In article <4k6tua$i0u at newsbf02.news.aol.com>, Zamanlf (zamanlf at aol.com) writes:
>> Again, yet another personal attack, instead of objectively
>discussing the issue of how Verzeano's findings can be explained in
>electromagnetic terms. Personal Attack! Personal attack! Personal attack!
>Don't let the idea get out.
>> The presentation of the ideas in this forum on electromagnetic
>brain waves, as brief as they indeed have been, has been much clearer and
>objective than the smoke and mirrors coming from Buenos Aires, et al. Not
>once have they addressed the subject of Verzeano's findings, which are
>what I am talking about. The empirical evidence is there, but it is
>unexplained by any existing model or theory. The critics don't want to
>talk about the evidence, however, or the fact that it cannot presently be
>explained by any theory of nervous system.

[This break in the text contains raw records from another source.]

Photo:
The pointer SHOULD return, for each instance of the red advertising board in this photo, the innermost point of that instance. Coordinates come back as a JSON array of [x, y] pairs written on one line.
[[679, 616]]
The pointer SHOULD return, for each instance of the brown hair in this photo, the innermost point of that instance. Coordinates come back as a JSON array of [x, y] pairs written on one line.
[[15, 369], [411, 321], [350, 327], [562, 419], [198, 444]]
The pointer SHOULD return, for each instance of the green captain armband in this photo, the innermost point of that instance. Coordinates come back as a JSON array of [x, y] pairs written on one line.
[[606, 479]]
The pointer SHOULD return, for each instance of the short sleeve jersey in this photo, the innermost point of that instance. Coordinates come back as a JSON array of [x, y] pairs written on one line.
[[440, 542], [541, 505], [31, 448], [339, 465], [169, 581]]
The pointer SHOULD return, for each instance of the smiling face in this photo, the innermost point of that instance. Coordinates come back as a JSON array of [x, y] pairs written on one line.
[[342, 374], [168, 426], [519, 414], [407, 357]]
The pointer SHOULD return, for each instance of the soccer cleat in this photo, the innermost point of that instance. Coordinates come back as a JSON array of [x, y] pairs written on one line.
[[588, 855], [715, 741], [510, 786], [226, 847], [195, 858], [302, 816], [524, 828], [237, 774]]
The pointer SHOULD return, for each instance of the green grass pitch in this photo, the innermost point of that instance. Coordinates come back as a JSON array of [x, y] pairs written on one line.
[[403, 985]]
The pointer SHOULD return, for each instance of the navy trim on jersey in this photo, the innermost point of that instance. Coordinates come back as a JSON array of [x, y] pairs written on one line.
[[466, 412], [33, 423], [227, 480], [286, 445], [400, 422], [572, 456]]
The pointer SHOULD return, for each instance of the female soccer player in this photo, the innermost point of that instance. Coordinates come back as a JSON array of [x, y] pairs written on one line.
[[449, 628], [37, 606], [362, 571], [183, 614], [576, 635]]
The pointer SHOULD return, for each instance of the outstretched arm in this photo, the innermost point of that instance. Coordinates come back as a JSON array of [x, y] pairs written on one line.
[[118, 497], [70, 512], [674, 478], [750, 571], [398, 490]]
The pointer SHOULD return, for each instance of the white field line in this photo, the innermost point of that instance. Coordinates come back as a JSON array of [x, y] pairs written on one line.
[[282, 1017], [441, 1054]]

Reply to; gord at homostudy.win-uk.net
Progress in this field will remain nil,trapped in this
personalised "screaming match" until there is clearer understanding
of the physics involved. In this respect the Buenos Aires people
have the right outlook - empirical detail alone is not good enough,
indeed it is the curse of current neuroscience because there seems
to be a pathological fear of theory, of model building on solidly
established physical theory.
The absurdity of the "insulation" notion of myelin, for
example, becomes obvious when we think through the physical
chemistry of the lipids which form the major part of every cell
membrane. The carboxyl group (COOH), which is strongly hydrophilic,
always attracts water, so always faces towards water that
incidentally carries electrolytes so is therefore and electrical
conductor. On the other hand, the hydrocarbon tails that are firmly
attached to the carboxyls are not only strongly *hydrophobic*, so
always turn away from the same water. The result is that in effect
the cell membrane embodies what is to be seen as a contradiction in
terms - at once both insulator and conductor in the same functional
entity. The embedded structures - rectifiers, gates, etc., which
are minimally necessary for metabolism, but may have other more
specialised functions, do not override this.
The glial cells that form myelin are in effect
extending "fingers of a glove" wrapped around the axon. The liquid
inside, like the intercellular fluid, contains electrolytes so it
forms the 2nd fo the two electrodes of the capacitor.
The function of a myelin sheath cannot be that of an
insulator for yet another reason which I have not seen mentioned:
- If it is a insulator like the insulation on a wire, why are not
all axons thus insulated? We do not see it in networks like the
retina, and it appears to be unnecessary for muscle fibres which
also discharge electrically in the manner of neurons.
One final point concerns nerve trunks. The relative
regularity of their internal spacing of axons approaches that of a
crystal in which electrical resonances can take place. Hence we
are in no position to exclude these *a priori*.
The foregoing discussion, which is specifically about
myelin, has been presented as an example of the type of questioning
that is needed before we can advance very far into the more arcane
discussions we have been trying to hold.